Murphy wants crackdown on bars — one of the riskiest places in a pandemic
TRENTON — Gov. Phil Murphy is urging local authorities to crack down and take a zero-tolerance approach to bars and restaurants that disregard pandemic regulations.
Murphy on Wednesday applauded Jersey City, which cited The Factory Restaurant and Lounge for allowing hundreds of people inside this weekend without masks.
Indoor dining is still not allowed in New Jersey. Murphy on Monday backtracked on a plan to allow indoor dining to resume at limited capacity starting Thursday, citing increases in COVID-19 cases elsewhere in the country.
New Jersey, which was one of the hardest-hit states with more than 13,000 deaths, is now doing better than most of the county at controlling the spread. Murphy and health officials have cited the state's aggressive social-distancing rules and widespread compliance by residents and businesses as a reason for the success.

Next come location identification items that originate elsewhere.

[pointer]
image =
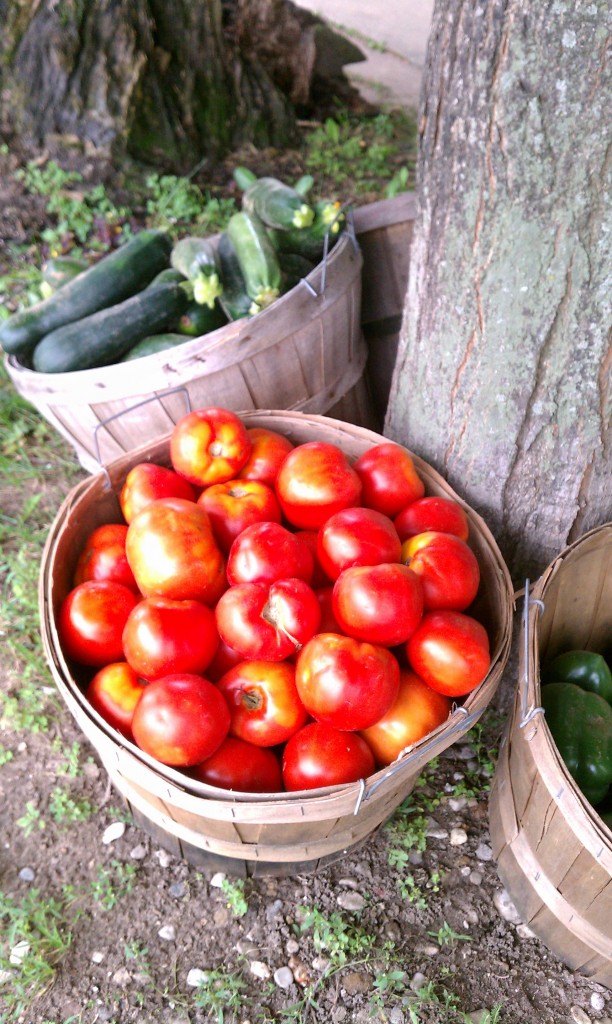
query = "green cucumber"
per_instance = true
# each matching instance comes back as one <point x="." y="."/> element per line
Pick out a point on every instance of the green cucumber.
<point x="108" y="334"/>
<point x="116" y="276"/>
<point x="197" y="260"/>
<point x="58" y="270"/>
<point x="257" y="259"/>
<point x="234" y="301"/>
<point x="277" y="205"/>
<point x="199" y="320"/>
<point x="154" y="343"/>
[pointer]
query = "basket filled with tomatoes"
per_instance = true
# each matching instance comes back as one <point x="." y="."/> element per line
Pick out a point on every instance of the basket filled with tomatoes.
<point x="267" y="624"/>
<point x="551" y="803"/>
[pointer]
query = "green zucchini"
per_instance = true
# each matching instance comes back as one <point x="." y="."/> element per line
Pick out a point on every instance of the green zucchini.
<point x="116" y="276"/>
<point x="276" y="204"/>
<point x="199" y="320"/>
<point x="108" y="334"/>
<point x="154" y="343"/>
<point x="234" y="301"/>
<point x="197" y="260"/>
<point x="58" y="270"/>
<point x="257" y="259"/>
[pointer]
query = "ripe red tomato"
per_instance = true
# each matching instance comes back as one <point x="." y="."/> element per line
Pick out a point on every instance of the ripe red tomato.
<point x="242" y="766"/>
<point x="267" y="455"/>
<point x="344" y="682"/>
<point x="432" y="512"/>
<point x="314" y="481"/>
<point x="389" y="478"/>
<point x="91" y="620"/>
<point x="146" y="482"/>
<point x="115" y="691"/>
<point x="382" y="604"/>
<point x="356" y="537"/>
<point x="180" y="720"/>
<point x="417" y="712"/>
<point x="450" y="651"/>
<point x="163" y="636"/>
<point x="263" y="701"/>
<point x="103" y="557"/>
<point x="209" y="445"/>
<point x="267" y="551"/>
<point x="268" y="622"/>
<point x="236" y="504"/>
<point x="319" y="756"/>
<point x="173" y="553"/>
<point x="446" y="566"/>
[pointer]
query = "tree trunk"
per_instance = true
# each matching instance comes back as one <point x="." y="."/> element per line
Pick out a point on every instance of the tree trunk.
<point x="164" y="81"/>
<point x="503" y="373"/>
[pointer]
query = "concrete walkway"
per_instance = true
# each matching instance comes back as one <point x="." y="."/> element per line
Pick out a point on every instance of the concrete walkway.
<point x="393" y="37"/>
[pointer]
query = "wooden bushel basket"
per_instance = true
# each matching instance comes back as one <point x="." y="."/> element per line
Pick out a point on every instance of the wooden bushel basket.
<point x="306" y="351"/>
<point x="239" y="833"/>
<point x="554" y="852"/>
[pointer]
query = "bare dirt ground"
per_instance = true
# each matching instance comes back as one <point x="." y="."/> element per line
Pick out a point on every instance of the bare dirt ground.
<point x="422" y="935"/>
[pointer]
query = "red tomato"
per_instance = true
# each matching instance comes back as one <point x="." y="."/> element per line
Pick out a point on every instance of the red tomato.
<point x="447" y="567"/>
<point x="236" y="504"/>
<point x="267" y="551"/>
<point x="318" y="756"/>
<point x="173" y="553"/>
<point x="242" y="766"/>
<point x="417" y="712"/>
<point x="180" y="720"/>
<point x="263" y="701"/>
<point x="379" y="603"/>
<point x="450" y="651"/>
<point x="344" y="682"/>
<point x="103" y="557"/>
<point x="115" y="691"/>
<point x="146" y="482"/>
<point x="268" y="622"/>
<point x="267" y="455"/>
<point x="389" y="478"/>
<point x="164" y="636"/>
<point x="315" y="480"/>
<point x="431" y="512"/>
<point x="91" y="620"/>
<point x="356" y="537"/>
<point x="209" y="445"/>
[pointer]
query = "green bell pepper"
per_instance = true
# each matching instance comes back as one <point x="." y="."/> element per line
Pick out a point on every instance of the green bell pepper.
<point x="584" y="668"/>
<point x="580" y="723"/>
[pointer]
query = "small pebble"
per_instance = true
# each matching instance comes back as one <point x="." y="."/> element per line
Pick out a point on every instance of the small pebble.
<point x="261" y="970"/>
<point x="283" y="977"/>
<point x="197" y="977"/>
<point x="113" y="832"/>
<point x="457" y="837"/>
<point x="351" y="901"/>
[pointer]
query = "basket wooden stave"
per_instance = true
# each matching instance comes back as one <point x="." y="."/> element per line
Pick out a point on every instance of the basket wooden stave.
<point x="554" y="852"/>
<point x="270" y="833"/>
<point x="306" y="351"/>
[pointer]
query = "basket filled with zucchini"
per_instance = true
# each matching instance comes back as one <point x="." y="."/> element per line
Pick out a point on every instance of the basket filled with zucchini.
<point x="264" y="314"/>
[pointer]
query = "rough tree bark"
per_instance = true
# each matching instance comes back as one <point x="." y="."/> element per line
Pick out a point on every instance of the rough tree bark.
<point x="169" y="83"/>
<point x="504" y="368"/>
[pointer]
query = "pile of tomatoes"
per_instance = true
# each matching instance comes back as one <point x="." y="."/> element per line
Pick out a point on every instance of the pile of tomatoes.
<point x="273" y="616"/>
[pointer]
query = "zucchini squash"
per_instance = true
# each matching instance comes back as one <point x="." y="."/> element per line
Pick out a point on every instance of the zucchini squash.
<point x="257" y="259"/>
<point x="106" y="335"/>
<point x="277" y="205"/>
<point x="197" y="260"/>
<point x="116" y="276"/>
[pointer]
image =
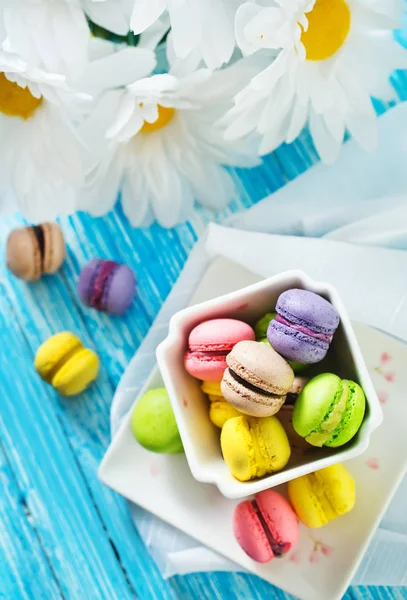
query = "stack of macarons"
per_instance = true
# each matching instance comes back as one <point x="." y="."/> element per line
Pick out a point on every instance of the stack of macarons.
<point x="262" y="393"/>
<point x="266" y="527"/>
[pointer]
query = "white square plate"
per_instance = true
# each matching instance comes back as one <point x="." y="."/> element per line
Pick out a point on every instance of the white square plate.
<point x="323" y="563"/>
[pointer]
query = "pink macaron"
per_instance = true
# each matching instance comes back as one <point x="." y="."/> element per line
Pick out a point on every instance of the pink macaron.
<point x="210" y="342"/>
<point x="266" y="527"/>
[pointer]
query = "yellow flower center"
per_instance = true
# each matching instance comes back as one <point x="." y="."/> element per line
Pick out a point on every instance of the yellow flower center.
<point x="328" y="27"/>
<point x="16" y="101"/>
<point x="165" y="115"/>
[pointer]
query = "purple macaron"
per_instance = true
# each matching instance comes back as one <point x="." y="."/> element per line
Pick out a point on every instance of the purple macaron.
<point x="304" y="326"/>
<point x="107" y="286"/>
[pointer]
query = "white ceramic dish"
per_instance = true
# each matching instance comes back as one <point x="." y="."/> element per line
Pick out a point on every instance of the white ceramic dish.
<point x="322" y="565"/>
<point x="201" y="438"/>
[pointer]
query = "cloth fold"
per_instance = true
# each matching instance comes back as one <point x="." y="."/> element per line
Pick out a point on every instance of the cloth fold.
<point x="362" y="250"/>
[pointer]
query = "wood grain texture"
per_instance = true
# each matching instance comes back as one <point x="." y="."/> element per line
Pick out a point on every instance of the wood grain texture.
<point x="63" y="534"/>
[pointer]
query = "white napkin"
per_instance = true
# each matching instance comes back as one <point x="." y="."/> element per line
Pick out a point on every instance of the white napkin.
<point x="340" y="203"/>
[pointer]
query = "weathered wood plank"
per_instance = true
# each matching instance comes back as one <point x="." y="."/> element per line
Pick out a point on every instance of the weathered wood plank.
<point x="24" y="570"/>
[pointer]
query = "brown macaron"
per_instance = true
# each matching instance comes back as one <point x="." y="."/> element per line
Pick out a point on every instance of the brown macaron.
<point x="32" y="251"/>
<point x="257" y="379"/>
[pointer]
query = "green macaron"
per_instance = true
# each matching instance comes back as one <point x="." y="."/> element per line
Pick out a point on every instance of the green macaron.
<point x="329" y="411"/>
<point x="154" y="425"/>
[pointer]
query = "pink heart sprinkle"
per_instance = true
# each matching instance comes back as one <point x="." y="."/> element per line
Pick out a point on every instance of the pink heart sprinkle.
<point x="326" y="550"/>
<point x="373" y="463"/>
<point x="243" y="306"/>
<point x="385" y="357"/>
<point x="295" y="557"/>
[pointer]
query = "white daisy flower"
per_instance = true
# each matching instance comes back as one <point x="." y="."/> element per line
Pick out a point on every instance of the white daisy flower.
<point x="41" y="158"/>
<point x="272" y="27"/>
<point x="349" y="56"/>
<point x="164" y="150"/>
<point x="203" y="26"/>
<point x="50" y="34"/>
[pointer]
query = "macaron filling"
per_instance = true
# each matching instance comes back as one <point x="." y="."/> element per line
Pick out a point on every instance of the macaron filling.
<point x="38" y="231"/>
<point x="325" y="337"/>
<point x="250" y="386"/>
<point x="277" y="548"/>
<point x="320" y="436"/>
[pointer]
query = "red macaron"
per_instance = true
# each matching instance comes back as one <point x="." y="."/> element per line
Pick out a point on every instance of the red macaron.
<point x="210" y="342"/>
<point x="266" y="527"/>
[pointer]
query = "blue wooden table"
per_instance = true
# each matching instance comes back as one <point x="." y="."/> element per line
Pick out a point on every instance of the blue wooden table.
<point x="62" y="533"/>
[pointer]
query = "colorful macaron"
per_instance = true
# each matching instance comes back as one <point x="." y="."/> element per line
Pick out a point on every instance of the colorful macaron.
<point x="66" y="364"/>
<point x="266" y="527"/>
<point x="32" y="251"/>
<point x="257" y="379"/>
<point x="304" y="326"/>
<point x="107" y="286"/>
<point x="154" y="425"/>
<point x="219" y="410"/>
<point x="210" y="342"/>
<point x="321" y="497"/>
<point x="329" y="411"/>
<point x="254" y="447"/>
<point x="260" y="329"/>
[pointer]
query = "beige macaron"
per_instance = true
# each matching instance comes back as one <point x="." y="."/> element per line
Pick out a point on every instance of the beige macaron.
<point x="257" y="379"/>
<point x="32" y="251"/>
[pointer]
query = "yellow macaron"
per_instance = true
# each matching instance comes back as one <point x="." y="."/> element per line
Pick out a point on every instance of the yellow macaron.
<point x="322" y="496"/>
<point x="253" y="447"/>
<point x="66" y="364"/>
<point x="219" y="410"/>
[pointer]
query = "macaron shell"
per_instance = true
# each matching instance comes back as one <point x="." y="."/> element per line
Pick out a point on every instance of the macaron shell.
<point x="296" y="367"/>
<point x="322" y="496"/>
<point x="120" y="292"/>
<point x="220" y="412"/>
<point x="315" y="401"/>
<point x="260" y="329"/>
<point x="299" y="446"/>
<point x="76" y="373"/>
<point x="85" y="280"/>
<point x="305" y="502"/>
<point x="153" y="423"/>
<point x="261" y="366"/>
<point x="237" y="448"/>
<point x="271" y="446"/>
<point x="308" y="309"/>
<point x="53" y="351"/>
<point x="295" y="345"/>
<point x="23" y="254"/>
<point x="206" y="368"/>
<point x="339" y="487"/>
<point x="54" y="248"/>
<point x="211" y="388"/>
<point x="279" y="517"/>
<point x="250" y="533"/>
<point x="219" y="335"/>
<point x="248" y="401"/>
<point x="352" y="418"/>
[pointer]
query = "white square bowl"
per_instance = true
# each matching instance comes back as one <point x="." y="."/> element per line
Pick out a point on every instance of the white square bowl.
<point x="201" y="438"/>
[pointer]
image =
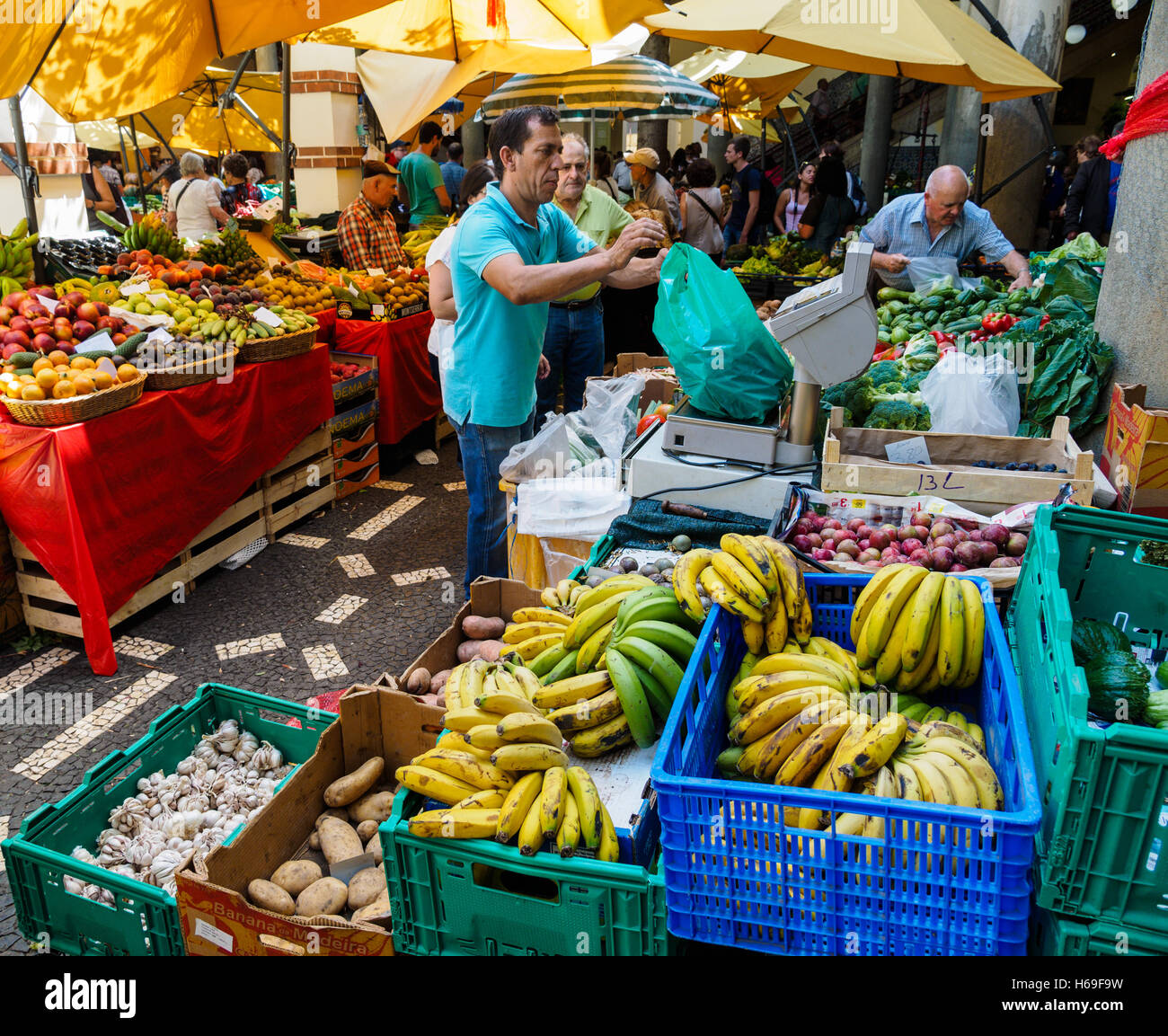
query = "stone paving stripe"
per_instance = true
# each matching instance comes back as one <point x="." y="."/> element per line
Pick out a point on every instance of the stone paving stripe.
<point x="357" y="565"/>
<point x="370" y="528"/>
<point x="250" y="646"/>
<point x="325" y="661"/>
<point x="139" y="647"/>
<point x="341" y="608"/>
<point x="69" y="742"/>
<point x="420" y="576"/>
<point x="23" y="675"/>
<point x="298" y="540"/>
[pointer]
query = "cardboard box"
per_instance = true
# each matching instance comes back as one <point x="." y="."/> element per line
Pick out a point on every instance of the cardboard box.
<point x="855" y="464"/>
<point x="1136" y="452"/>
<point x="215" y="916"/>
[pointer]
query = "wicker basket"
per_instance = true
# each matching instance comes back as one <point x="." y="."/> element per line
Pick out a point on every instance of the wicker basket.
<point x="193" y="374"/>
<point x="53" y="412"/>
<point x="258" y="350"/>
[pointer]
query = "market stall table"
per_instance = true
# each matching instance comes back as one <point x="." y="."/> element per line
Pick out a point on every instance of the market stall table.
<point x="408" y="394"/>
<point x="104" y="503"/>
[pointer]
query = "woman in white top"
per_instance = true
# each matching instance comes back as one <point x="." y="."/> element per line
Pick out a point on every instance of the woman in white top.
<point x="793" y="199"/>
<point x="442" y="288"/>
<point x="701" y="210"/>
<point x="193" y="209"/>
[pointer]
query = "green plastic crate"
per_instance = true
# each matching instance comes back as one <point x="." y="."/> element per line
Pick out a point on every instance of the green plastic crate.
<point x="145" y="919"/>
<point x="479" y="899"/>
<point x="1102" y="846"/>
<point x="1056" y="935"/>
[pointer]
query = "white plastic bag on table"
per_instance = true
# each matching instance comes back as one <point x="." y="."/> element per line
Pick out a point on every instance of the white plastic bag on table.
<point x="569" y="509"/>
<point x="973" y="396"/>
<point x="553" y="451"/>
<point x="924" y="270"/>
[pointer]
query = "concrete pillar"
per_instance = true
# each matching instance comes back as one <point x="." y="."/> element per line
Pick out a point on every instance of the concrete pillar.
<point x="1036" y="28"/>
<point x="325" y="89"/>
<point x="882" y="93"/>
<point x="1133" y="298"/>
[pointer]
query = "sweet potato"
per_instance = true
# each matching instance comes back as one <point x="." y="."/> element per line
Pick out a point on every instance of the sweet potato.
<point x="338" y="840"/>
<point x="419" y="681"/>
<point x="479" y="627"/>
<point x="270" y="896"/>
<point x="367" y="887"/>
<point x="354" y="785"/>
<point x="326" y="896"/>
<point x="375" y="806"/>
<point x="296" y="875"/>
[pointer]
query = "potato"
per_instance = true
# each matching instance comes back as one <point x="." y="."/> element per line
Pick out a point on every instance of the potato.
<point x="479" y="627"/>
<point x="296" y="875"/>
<point x="338" y="840"/>
<point x="375" y="806"/>
<point x="419" y="681"/>
<point x="374" y="846"/>
<point x="270" y="896"/>
<point x="367" y="887"/>
<point x="354" y="785"/>
<point x="326" y="896"/>
<point x="375" y="910"/>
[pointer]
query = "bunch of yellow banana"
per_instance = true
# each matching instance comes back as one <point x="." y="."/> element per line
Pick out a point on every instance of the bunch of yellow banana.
<point x="918" y="630"/>
<point x="756" y="579"/>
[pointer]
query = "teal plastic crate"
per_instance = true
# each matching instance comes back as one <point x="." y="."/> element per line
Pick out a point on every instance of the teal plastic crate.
<point x="475" y="897"/>
<point x="1102" y="845"/>
<point x="1057" y="935"/>
<point x="144" y="922"/>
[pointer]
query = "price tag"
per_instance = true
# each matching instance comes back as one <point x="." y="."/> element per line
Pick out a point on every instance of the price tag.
<point x="907" y="451"/>
<point x="94" y="342"/>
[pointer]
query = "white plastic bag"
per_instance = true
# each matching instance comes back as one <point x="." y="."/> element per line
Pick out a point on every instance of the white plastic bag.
<point x="973" y="395"/>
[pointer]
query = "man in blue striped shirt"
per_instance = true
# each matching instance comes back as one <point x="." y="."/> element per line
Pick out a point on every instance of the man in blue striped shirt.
<point x="939" y="223"/>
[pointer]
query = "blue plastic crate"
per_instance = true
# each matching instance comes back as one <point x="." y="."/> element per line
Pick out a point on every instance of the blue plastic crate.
<point x="737" y="875"/>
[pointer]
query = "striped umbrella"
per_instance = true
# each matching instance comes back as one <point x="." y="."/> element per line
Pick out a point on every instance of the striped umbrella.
<point x="631" y="86"/>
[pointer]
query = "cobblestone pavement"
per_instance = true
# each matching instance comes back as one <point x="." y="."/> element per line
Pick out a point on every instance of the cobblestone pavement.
<point x="340" y="598"/>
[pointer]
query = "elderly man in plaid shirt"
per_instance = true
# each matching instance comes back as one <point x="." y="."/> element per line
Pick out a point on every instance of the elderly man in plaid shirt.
<point x="942" y="222"/>
<point x="366" y="230"/>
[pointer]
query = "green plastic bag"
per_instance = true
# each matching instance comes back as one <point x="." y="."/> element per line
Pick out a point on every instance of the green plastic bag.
<point x="727" y="361"/>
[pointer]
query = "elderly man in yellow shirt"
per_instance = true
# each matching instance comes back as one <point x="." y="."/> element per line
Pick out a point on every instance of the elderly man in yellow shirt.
<point x="573" y="342"/>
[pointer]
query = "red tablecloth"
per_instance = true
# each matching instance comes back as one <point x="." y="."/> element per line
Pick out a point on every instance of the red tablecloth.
<point x="105" y="503"/>
<point x="408" y="393"/>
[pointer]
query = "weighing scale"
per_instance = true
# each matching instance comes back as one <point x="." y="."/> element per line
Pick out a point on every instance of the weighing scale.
<point x="829" y="331"/>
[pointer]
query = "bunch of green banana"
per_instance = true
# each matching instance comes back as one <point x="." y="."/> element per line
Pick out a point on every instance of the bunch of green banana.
<point x="756" y="579"/>
<point x="918" y="630"/>
<point x="502" y="772"/>
<point x="16" y="255"/>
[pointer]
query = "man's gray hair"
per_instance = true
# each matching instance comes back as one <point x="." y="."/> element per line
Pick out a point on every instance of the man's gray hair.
<point x="190" y="164"/>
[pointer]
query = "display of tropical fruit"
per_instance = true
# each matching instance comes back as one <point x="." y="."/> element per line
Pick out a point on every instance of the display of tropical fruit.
<point x="16" y="255"/>
<point x="501" y="772"/>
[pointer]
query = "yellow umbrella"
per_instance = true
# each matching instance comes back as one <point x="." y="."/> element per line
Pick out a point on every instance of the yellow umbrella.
<point x="193" y="120"/>
<point x="930" y="40"/>
<point x="111" y="58"/>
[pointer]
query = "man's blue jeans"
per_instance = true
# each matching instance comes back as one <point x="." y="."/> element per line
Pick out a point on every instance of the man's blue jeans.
<point x="483" y="447"/>
<point x="573" y="345"/>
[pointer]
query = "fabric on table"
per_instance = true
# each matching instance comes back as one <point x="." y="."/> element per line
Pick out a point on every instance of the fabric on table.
<point x="105" y="503"/>
<point x="408" y="393"/>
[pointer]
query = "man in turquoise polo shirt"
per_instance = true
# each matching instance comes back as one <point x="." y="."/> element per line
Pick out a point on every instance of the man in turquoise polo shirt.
<point x="514" y="252"/>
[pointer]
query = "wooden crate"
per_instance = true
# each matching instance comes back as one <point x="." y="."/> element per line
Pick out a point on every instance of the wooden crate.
<point x="854" y="463"/>
<point x="302" y="483"/>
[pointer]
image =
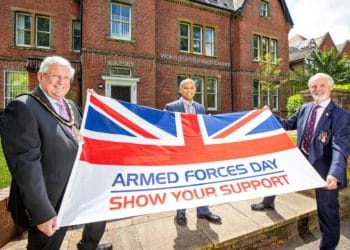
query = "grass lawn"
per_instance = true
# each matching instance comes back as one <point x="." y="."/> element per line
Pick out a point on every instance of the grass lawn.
<point x="5" y="177"/>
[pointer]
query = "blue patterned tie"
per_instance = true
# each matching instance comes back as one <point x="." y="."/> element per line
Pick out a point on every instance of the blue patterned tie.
<point x="62" y="110"/>
<point x="309" y="130"/>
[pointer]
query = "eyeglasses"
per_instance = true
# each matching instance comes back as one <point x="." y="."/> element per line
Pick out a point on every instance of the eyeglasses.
<point x="56" y="78"/>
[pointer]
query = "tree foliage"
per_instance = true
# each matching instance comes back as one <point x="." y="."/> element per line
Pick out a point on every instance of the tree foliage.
<point x="330" y="62"/>
<point x="269" y="75"/>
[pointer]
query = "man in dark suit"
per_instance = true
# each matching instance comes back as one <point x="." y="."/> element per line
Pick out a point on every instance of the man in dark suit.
<point x="39" y="137"/>
<point x="324" y="139"/>
<point x="186" y="104"/>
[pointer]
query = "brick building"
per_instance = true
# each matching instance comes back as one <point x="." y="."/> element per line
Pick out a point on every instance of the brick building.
<point x="300" y="49"/>
<point x="139" y="50"/>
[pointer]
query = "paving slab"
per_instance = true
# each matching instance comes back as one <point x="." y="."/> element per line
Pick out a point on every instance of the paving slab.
<point x="242" y="228"/>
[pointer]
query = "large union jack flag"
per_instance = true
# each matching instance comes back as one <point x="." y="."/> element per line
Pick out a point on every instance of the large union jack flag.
<point x="137" y="160"/>
<point x="144" y="136"/>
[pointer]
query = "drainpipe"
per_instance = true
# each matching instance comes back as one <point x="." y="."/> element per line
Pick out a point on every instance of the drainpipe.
<point x="231" y="63"/>
<point x="81" y="53"/>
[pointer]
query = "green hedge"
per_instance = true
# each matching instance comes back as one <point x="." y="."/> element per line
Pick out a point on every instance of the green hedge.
<point x="293" y="103"/>
<point x="5" y="176"/>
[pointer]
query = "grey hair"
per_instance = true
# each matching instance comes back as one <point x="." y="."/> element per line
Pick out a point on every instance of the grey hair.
<point x="325" y="76"/>
<point x="187" y="80"/>
<point x="51" y="60"/>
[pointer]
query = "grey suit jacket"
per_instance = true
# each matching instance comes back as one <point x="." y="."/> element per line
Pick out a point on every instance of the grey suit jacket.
<point x="40" y="153"/>
<point x="178" y="106"/>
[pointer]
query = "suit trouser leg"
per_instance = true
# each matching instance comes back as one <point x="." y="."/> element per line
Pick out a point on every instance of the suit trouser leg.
<point x="203" y="210"/>
<point x="38" y="240"/>
<point x="328" y="217"/>
<point x="92" y="234"/>
<point x="181" y="211"/>
<point x="269" y="200"/>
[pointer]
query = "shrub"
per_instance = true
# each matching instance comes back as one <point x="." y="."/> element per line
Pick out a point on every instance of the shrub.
<point x="293" y="103"/>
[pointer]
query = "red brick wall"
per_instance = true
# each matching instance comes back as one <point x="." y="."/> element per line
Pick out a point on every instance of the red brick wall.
<point x="327" y="43"/>
<point x="62" y="12"/>
<point x="154" y="32"/>
<point x="7" y="227"/>
<point x="245" y="26"/>
<point x="167" y="43"/>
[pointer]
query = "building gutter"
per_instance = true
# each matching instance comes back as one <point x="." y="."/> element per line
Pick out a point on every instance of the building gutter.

New Jersey on Thursday is allowing casinos, outdoor amusement and water parks, museums, libraries, bowling alleys, batting cages, shooting ranges and arcades is to reopen. Gyms can also reopen for individual appointments only.
Republicans in the opposition and many business leaders have called on Murphy to allow restaurants to reopen. But Murphy and Health Commissioner Judith Persichilli on Wednesday — citing White House coronavirus task force expert Anthony Fauci — said that sitting at a bar or restaurant is one of the most dangerous activities during a pandemic and that a quick reopening could risk undoing the state's progress.
"Even one knucklehead bar can ruin it for everyone," Murphy said. "It only takes one match to start a wildfire and it only takes one infected bargoer to ignite a COVID-19 flare-up that then shuts everything else back down."
States in the South and West that waited longer before imposing shut-down measures or lifted restrictions sooner are now dealing with flare-ups, which Fauci this week said threatens to add 100,000 new cases every day. The United States, by far, has the highest number of COVID-19 cases and deaths in the world.
Persichilli said that indoor dining does not compare to shopping malls, which have high ceilings and better circulation. Shoppers also are wearing masks and typically spend less time indoors. At bar and eateries, on the other hand, ceilings are lower, people are not wearing masks while eating and drinking and patrons tend to linger or mingle — which the state's health regulations do not allow even in outdoor dining situations.
In Michigan, a restaurant was linked to 100 cases and a Memorial Day weekend house party in Cape May resulted in 14 cases of college-age Pennsylvania tourists.
Murphy said that gyms, like bars, are one of the most dangerous places.
"We will get there," he said Wednesday. "This is not a life sentence. But we will get there based on the data and health metrics and when we know we have absolute compliance by dining and drinking establishment that have been allowed to open for outdoors."
Indoor dining also remains off limits in New York, Philadelphia and Delaware. In Pennsylvania, Gov. Tom Wolf on Wednesday signed an order requiring everyone to wear masks whenever they leave their homes.